Predicting skeletal age and beyond - insights from winning the 2017 rsna machine learning competition
Alexander Bilbily
BHSc, FRCPC& Dr. Mark Cicero, M.D, BESc, FRCPC, Company: 16 Bit Inc, Canada
: J Clin Exp Oncol
Abstract
Purpose: Develop a computer algorithm to predict skeletal age from pediatric hand x-rays.

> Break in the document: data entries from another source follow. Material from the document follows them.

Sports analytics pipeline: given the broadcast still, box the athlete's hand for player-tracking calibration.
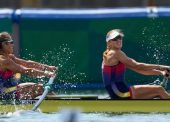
[163,69,170,78]
[48,66,58,72]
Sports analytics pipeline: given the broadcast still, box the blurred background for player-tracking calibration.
[0,0,170,93]
[0,0,170,9]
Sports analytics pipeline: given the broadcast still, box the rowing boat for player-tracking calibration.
[0,96,170,113]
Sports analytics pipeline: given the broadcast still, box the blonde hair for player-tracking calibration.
[103,29,124,55]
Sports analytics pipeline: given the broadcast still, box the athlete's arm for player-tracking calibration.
[10,55,57,72]
[115,51,170,70]
[129,65,166,76]
[1,59,54,77]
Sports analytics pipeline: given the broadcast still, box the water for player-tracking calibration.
[0,110,170,122]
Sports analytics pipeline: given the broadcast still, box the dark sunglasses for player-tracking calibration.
[5,41,14,44]
[112,35,122,41]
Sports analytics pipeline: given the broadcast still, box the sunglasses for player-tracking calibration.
[112,35,122,42]
[5,41,14,44]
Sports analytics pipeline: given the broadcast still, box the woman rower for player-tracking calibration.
[0,32,57,99]
[102,29,170,99]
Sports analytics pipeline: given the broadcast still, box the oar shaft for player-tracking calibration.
[32,76,55,111]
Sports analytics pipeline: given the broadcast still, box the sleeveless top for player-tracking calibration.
[0,70,17,92]
[102,62,131,99]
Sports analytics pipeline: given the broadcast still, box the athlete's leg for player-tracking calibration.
[17,83,43,99]
[131,85,170,99]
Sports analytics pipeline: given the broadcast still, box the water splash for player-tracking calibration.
[20,44,87,92]
[139,18,170,89]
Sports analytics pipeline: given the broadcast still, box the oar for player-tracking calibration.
[32,76,55,111]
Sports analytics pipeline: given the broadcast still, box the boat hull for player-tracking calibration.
[0,100,170,113]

Material & Methods: The competition was split into three phases (dataset sizes provided in each phase from 2 U.S. hospitals are in parentheses): Training (n=12,612), Leaderboard (n=1,425) and Test (n=200). Images, gender, and bone age in months were provided for the training set. We used a 85:15 training:validation split to train our deep convolutional neural network which consisted of an Inception V3 module which took the images at 500 x 500 pixels as input and concatenated it with the gender input (0-female, 1-male). This was followed by two additional 1000-neuron fully-connected layers before the single node linear output (in months). Training was done on a single NVIDIA P40 GPU for 500 epochs using the ADAM optimizer to minimize the mean absolute deviation (MAD). Real-time image augmentation was used with up to 20% horizontal/vertical translation, 30 degrees rotation, and random horizontal flip. At inference, we created 10 random augmentations of the candidate image and fed those to an ensemble of the top 5 trained models. The 50 outputs were averaged and rounded to the nearest integer - representing the final bone-age prediction in months. Results: Our top 3 models achieved a MAD of 5.99 months on the validation set and our fourth and fifth model achieved a MAD of 6.00 months. Our approach resulted in a MAD of 4.265 months on the test set achieving first place in the 2017 RSNA pediatric bone-age machine learning competition. Conclusion: Specifically designed multi-input deep neural networks are effective at predicting pediatric bone-age. The algorithm presented here represents the current state-of-the-art for bone-age prediction.